The group is over and all you have now are the notes from the moderator (and maybe an AM) and a recording of the session. Now is the time for the analysis. The effort and time to do the group will have no value if the results are incomplete, poorly analyzed, or not communicated.
The normal first thing is to do a transcript of the group – this is a written log of what was said in the group. This is done by using the recording and the notes. If notes from an Assistant Moderator are available, the transcript process can be shortened. With good AM notes already in electronic format, all the transcriber has to do is to listen to the tape and fill in the blanks. Otherwise, she or he is typing it in from scratch. This stage takes time. At a minimum, for a 1.5 hour group, the transcribing will take at least 2 hours. Just listening to the recording takes 1.5 hrs. Sometimes, for example with a larger group who is particularly verbal, the transcripts can be a bit overwhelming.
A comment on confidentiality is warranted. Depending on what privacy you promised your participants, be sure to treat the recording and transcripts with respect. The summary is shared with the client, but the transcripts are rarely shared beyond the team doing the focus group. To be sure anonymity is maintained, you can give the participants a code letter or name on the transcripts. That way unless you have the list of participants and their respective code, one cannot match a specific comment on the transcript with who said it.
With the transcripts in hand, the summary phase can begin. The Moderator Guide provides the structure for the summary. Each question is a section and the content is the summary of answers to the question. Group similar answers together. Take the analysis a section at a time and sort the comments into identified themes. The Moderator and/or the transcriber are often in the best position to identify the themes. Be sure to pull out some quotes that highlight the most important answers. As part of the summary, be sure to describe the participants – number men/women, married/single, family size, age, and address are just a few possible categories on which to report.
Take the time to write up a formal summary so that the information can be passed back to the client (if appropriate). It can also be used in feasibility reports or as a reference for follow-up groups.

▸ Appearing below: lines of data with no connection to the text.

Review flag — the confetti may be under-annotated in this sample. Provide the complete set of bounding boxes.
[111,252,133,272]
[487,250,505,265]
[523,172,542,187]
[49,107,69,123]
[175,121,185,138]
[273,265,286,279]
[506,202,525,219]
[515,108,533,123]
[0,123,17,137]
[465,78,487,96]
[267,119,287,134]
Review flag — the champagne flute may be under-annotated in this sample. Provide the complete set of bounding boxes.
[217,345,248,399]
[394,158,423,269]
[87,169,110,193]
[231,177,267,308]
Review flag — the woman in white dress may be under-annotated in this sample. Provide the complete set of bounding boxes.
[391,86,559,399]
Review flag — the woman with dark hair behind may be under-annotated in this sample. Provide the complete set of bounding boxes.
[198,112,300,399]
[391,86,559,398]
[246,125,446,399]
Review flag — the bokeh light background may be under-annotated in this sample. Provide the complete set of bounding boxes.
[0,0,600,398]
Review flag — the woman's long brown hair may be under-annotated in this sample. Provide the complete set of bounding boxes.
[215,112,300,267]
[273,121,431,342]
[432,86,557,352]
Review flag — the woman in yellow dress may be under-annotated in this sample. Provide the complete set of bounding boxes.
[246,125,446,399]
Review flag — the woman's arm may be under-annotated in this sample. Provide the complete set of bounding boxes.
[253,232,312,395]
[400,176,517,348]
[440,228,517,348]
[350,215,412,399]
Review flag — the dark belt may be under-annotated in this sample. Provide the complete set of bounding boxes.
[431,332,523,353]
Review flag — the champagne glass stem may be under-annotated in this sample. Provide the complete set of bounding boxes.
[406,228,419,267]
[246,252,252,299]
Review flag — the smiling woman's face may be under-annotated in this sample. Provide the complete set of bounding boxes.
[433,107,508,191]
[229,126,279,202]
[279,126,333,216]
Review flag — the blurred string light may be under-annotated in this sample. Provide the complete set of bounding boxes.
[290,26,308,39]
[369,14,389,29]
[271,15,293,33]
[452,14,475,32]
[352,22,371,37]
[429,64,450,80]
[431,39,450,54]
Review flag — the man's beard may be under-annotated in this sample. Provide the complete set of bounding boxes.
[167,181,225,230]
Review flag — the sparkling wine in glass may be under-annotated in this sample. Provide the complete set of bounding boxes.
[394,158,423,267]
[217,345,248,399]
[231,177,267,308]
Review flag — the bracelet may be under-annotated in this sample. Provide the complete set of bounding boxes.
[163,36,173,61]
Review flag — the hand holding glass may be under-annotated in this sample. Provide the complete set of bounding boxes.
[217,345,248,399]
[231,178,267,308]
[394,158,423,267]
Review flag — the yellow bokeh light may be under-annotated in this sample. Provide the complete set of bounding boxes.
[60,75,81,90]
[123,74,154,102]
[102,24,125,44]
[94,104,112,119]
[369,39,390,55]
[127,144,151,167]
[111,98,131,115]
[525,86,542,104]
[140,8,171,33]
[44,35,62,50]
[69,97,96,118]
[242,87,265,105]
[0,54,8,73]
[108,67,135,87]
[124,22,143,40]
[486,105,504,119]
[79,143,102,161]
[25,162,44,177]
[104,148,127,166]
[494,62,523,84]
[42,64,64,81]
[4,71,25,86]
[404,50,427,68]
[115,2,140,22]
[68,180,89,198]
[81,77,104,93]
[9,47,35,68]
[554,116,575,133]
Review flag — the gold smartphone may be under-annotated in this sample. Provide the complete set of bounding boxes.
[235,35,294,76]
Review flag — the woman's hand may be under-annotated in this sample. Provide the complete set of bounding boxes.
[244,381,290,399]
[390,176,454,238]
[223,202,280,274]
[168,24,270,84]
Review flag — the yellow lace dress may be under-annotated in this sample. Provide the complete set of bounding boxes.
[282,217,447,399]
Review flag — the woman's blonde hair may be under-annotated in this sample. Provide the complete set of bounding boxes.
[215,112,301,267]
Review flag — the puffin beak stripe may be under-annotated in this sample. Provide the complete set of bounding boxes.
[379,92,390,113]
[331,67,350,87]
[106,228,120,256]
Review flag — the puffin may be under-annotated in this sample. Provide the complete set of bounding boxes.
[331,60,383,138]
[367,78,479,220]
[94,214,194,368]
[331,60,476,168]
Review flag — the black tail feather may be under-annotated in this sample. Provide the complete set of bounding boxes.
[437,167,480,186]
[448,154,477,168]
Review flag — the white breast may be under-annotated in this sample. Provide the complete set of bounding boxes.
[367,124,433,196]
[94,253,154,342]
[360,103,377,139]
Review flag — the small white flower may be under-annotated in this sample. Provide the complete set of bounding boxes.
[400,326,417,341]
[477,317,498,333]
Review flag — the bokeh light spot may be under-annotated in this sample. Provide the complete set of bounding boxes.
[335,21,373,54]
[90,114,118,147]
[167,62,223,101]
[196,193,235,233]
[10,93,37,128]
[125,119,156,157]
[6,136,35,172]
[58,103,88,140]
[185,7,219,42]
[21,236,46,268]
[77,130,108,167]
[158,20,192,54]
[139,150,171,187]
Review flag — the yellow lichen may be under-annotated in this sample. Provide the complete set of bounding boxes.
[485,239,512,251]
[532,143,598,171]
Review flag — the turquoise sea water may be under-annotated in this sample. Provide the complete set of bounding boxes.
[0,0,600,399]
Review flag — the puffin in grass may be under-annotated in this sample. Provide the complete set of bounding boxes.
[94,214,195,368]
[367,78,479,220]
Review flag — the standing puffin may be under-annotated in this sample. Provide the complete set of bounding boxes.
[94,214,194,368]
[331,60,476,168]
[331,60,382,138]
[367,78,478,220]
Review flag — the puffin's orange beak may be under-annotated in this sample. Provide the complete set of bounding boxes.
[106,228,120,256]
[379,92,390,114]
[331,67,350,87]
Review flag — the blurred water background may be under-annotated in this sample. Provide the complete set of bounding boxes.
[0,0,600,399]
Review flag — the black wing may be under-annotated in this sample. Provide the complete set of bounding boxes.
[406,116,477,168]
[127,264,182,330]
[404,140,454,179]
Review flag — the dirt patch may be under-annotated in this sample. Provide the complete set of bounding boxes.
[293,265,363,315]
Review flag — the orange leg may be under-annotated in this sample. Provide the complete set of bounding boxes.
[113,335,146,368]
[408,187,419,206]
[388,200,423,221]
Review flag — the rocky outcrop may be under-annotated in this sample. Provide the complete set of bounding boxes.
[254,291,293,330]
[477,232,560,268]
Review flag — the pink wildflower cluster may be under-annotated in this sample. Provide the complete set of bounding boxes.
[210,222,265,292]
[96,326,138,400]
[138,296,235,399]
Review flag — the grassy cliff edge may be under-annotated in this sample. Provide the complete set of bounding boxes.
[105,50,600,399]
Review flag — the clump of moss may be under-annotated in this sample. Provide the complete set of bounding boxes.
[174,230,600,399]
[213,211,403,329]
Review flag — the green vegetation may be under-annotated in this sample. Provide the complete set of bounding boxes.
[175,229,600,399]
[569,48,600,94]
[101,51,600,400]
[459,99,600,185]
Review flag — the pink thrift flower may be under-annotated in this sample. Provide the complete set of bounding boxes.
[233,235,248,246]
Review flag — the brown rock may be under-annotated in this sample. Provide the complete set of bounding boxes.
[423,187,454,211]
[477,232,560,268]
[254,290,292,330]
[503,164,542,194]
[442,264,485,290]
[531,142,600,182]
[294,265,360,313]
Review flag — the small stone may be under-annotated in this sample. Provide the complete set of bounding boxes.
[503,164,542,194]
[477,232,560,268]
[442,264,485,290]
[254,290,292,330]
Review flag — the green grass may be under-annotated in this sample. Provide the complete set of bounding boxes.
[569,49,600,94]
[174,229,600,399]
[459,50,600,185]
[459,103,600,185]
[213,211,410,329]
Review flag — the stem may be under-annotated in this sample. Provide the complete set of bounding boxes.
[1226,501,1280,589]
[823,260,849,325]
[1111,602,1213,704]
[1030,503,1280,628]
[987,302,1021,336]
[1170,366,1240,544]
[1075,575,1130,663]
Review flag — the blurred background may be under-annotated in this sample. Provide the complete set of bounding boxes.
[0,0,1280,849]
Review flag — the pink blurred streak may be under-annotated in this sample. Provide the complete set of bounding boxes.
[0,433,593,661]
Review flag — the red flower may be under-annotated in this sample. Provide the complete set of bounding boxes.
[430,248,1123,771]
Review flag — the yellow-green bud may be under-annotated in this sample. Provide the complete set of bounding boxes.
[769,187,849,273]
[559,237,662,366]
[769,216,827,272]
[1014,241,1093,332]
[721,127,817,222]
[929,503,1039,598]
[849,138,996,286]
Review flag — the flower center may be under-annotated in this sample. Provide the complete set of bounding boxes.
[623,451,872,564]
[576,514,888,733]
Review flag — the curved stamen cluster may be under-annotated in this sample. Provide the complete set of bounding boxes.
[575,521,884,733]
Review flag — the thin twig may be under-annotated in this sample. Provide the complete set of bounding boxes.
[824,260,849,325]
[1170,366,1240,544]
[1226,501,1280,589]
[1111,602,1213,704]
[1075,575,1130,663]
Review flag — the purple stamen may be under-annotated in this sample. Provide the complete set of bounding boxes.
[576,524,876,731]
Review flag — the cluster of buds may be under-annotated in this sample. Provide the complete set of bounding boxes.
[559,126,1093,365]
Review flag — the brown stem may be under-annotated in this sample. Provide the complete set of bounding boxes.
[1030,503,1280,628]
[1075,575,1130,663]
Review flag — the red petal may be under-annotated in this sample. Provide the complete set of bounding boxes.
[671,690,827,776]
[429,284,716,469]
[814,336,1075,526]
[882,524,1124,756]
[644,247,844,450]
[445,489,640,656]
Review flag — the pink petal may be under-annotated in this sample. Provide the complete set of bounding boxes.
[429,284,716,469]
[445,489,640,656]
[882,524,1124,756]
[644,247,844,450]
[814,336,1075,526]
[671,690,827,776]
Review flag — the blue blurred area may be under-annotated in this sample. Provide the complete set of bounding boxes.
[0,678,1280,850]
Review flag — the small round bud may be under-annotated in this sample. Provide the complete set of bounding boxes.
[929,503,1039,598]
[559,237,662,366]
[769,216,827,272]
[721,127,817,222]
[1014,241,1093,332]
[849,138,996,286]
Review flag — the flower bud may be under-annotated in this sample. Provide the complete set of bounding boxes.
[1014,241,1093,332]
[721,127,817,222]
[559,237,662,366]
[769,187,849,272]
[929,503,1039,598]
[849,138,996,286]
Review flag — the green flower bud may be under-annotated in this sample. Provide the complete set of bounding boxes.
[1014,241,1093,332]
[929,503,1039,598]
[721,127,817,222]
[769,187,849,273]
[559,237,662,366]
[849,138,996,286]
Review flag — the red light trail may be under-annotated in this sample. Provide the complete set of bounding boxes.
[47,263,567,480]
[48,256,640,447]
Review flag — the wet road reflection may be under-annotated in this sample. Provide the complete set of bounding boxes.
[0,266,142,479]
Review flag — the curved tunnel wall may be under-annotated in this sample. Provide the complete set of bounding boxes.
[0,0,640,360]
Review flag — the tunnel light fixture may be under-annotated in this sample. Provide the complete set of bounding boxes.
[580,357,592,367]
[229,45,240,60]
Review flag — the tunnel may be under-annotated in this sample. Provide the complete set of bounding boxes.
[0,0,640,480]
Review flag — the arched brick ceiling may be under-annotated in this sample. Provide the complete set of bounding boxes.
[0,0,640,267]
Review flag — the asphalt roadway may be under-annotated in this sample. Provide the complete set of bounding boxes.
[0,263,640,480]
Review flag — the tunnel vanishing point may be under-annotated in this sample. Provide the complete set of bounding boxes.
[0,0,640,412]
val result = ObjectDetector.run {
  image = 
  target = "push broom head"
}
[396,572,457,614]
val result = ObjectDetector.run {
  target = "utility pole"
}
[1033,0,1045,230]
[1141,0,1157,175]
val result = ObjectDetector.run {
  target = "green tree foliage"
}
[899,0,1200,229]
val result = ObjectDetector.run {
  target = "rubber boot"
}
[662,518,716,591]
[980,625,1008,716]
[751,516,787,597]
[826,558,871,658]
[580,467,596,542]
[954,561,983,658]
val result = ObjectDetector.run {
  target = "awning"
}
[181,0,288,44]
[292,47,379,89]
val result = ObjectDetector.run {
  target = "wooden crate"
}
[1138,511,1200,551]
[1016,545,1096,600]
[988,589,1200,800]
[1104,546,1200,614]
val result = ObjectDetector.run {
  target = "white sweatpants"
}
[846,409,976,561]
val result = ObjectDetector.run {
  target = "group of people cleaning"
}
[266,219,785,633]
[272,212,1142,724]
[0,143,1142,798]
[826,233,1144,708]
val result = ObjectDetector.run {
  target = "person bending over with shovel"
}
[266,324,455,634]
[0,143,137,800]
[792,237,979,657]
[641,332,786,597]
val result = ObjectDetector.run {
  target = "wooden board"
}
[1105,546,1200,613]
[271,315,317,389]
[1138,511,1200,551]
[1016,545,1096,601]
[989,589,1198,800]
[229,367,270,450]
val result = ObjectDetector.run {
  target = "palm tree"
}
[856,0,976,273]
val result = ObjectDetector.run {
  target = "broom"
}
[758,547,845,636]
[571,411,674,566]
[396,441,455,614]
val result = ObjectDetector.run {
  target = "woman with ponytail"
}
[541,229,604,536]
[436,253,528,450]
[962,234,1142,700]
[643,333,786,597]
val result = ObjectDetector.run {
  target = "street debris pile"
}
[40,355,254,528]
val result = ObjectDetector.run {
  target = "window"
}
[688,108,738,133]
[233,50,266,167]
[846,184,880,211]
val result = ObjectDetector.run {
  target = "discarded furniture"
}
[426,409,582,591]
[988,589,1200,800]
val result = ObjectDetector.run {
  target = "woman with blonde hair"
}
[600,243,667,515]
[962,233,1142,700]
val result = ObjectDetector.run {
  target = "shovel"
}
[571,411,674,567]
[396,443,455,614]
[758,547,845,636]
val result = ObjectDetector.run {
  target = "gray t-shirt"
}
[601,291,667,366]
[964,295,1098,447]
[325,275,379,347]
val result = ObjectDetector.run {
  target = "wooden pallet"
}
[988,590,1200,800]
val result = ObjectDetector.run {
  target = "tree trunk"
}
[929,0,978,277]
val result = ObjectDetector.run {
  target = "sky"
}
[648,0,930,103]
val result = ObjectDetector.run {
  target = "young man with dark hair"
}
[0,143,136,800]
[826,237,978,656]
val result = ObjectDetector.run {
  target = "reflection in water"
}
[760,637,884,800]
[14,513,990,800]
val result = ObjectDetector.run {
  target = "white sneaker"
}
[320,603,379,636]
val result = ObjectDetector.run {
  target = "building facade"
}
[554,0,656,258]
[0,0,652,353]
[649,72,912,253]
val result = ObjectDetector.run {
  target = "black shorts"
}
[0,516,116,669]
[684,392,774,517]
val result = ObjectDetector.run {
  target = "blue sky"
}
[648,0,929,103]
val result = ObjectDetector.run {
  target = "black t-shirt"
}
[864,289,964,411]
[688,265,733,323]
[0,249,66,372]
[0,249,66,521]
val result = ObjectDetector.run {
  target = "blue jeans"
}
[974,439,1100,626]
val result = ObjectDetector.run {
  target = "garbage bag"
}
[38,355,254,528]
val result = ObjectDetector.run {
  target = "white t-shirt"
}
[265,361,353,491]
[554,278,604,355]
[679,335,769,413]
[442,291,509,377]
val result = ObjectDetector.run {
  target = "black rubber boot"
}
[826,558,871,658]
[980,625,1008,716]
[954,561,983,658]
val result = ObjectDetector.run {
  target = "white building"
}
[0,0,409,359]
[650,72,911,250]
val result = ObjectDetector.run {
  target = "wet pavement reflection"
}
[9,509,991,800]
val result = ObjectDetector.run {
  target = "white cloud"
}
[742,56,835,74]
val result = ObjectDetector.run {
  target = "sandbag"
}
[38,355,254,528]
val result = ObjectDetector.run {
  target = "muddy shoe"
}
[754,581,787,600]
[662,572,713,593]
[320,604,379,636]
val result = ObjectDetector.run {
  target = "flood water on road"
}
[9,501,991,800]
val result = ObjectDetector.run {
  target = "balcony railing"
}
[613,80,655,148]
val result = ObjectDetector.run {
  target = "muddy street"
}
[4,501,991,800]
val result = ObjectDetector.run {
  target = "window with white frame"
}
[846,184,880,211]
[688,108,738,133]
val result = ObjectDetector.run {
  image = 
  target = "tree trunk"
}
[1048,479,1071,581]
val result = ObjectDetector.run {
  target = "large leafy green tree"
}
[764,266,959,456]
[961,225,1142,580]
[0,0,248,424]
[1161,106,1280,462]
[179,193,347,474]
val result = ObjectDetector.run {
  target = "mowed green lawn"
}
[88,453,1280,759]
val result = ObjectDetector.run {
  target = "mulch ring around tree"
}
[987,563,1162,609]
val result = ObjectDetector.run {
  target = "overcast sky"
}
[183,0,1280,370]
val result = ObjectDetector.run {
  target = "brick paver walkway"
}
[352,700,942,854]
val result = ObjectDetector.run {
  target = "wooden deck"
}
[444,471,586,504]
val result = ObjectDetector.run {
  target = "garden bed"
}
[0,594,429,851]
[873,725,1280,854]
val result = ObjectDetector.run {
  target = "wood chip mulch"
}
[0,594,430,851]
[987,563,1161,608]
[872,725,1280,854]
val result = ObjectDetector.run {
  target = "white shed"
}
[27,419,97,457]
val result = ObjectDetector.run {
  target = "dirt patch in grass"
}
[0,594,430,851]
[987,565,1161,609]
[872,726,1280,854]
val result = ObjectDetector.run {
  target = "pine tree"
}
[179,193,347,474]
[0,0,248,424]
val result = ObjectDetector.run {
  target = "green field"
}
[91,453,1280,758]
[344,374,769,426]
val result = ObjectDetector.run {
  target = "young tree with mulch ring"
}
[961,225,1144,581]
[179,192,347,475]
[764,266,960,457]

This depends on what the qualitative research is being used to understand. If it is a start-up cooperative business client, the focus group is probably part of the feasibility study process -- the due diligence process. Opportunities for the business and barriers to success can be surfaced through a focus group. Information from the group will help set the Primary Trade Area for the business and assist in understanding the likely demographics of the market share. This information is also important in the financial modeling part of the feasibility process.
In many cases, the focus groups are followed by or done concurrently with a quantitative survey of likely patrons. The internet allows the efficient use of on-line surveys to reach out to hundreds of individuals. The focus groups can help frame the questions for the survey and can valuable insight into how to structure answers.